LAJ ARTICLES

FCC deserves share of labor blame

Deregulated cable feeding baseball’s high-money fire

COMMENTARY By Evan Weiner, NBCSPORTS.COM CONTRIBUTOR

Aug. 20 — If and when the Major League Baseball Players Association walks out, there will be plenty of accusations directed at Commissioner Bud Selig and baseball’s 29 owners along with Players Association Executive Director Donald Fehr and the players.

BUT THERE ARE two other entities that will go largely unnoticed that deserve a good deal of the blame as well. Congress and the Federal Communications Commission. Congress and the FCC have fingerprints all over sports. By not regulating cable television, both have contributed to skyrocketing player costs in baseball, hockey and basketball. Congress and the FCC have given monopoly powers to the cable industry and cable networks like the Walt Disney Company’s ESPN, Rupert Murdoch’s FOX Sports Network and AOL-Time Warner’s Turner Sports have spend an enormous amount of “other people’s money” on buying baseball, hockey, basketball, college games for programming on their various sports networks. Baseball teams share in Murdoch’s FOX Sports over-the-air TV monies, but baseball has not changed its rules on local revenue sharing in more than a century and that’s where the financial inequities between the teams occur.

The New York Yankees-owned cable YES Network produces more money than the bottom seven team’s local cable television contracts combined. That gives the Yankees a financial advantage over those teams who for a variety of reasons ranging from a lack of imagination to form a cable network to a lack of population cannot compete with the Yankees. If there is a strike, Yankee owner George Steinbrenner will be at the center. A good many of baseball’s “neediest” owners want a slice of Steinbrenner’s cable TV money. The union wants Steinbrenner to be able to pay players because he keeps salaries high.

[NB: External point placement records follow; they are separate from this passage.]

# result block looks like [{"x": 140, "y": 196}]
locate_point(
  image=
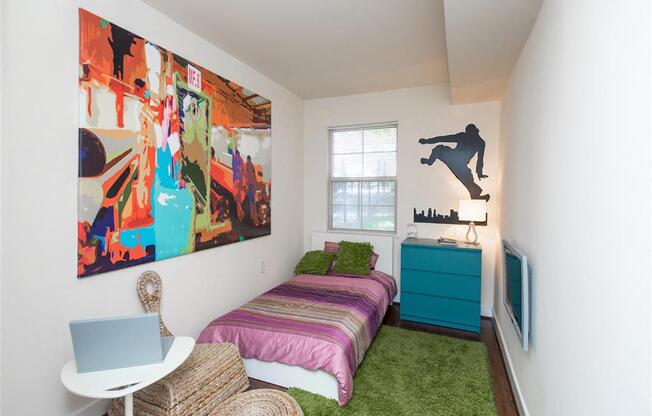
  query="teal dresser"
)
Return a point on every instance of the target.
[{"x": 440, "y": 284}]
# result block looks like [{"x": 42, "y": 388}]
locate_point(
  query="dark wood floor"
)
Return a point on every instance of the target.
[{"x": 502, "y": 389}]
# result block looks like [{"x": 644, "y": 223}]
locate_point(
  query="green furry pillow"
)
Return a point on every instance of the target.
[
  {"x": 314, "y": 262},
  {"x": 353, "y": 258}
]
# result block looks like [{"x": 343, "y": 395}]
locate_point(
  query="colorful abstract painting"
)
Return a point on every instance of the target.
[{"x": 172, "y": 157}]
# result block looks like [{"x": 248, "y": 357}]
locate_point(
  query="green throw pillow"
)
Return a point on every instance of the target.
[
  {"x": 314, "y": 262},
  {"x": 353, "y": 258}
]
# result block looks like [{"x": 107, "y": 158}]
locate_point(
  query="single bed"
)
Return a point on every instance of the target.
[{"x": 310, "y": 332}]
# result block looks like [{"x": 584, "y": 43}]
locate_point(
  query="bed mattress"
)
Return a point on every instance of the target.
[{"x": 315, "y": 322}]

But there is a third party here, an invisible party to those who are heavily involved. Cable television “basic” subscribers, who are footing the bill for salaries without knowing it. The 76.7 million basic cable subscribers are
paying at least $3 billion in annual fees to subsidize both professional and college sports.

Sports lives on cable TV’s basic tier and that means that all subscribers, whether they are sports fans or not, all paying for sports. In some instances, non-sports fans are paying as much as $200 annually for the right of not watching sports on their cable. Cable networks have confidentiality clauses with systems operators to not divulge actual network costs to consumers.

Because of deregulation, the Congress and the FCC have crafted a system that has created a bank for sports and has left consumers with no choices and no rights. It’s led to a so-called lack of competition problem in baseball, and could lead to an ugly basketball lockout.

And here’s major consumer problem that both Congress and the FCC will need to address. The NBA starts its a new six year, $4.6 billion contract in the fall with AOL-Time Warner and the Walt Disney Company and one of the provisions with the ESPN portion of the deal is that the so called sports leader, ESPN, will pay rights fees to the NBA in either 2004 or 2005 if the owners decide to lockout the players once the present collective bargaining agreement ends. Disney then threw in a sweetener. They would not only pay the owners and provide seed money for a lockout fund but would also air replacement or scab games. So why are we, the cable subscribers, paying for a lockout fund? And how many cable TV subscribers know that a portion of their bill may be earmarked to break a union, the NBPA? Probably just a handful of people.

That’s the beauty of sports and cable. Whenever any sport needs a few quick dollars, they go to a local regional sports cable network or form a cable network charging high rates for programming that doesn’t draw a lot of viewers. The cable TV systems operators take the sports networks, place them on basic and just pass on the cost of the network, along with their take, to consumers whether they want the sports networks or not. The owners and players will share the public blame if the players walk, but Congress and the FCC have some responsibility in this. Cable TV needs regulation. Congress and the FCC should change the cable TV rules not because of a sports strike but to protect consumers from being ripped off.

Evan Weiner is a commentator on the “Business of Sports” for Westwood One’s Metro Networks.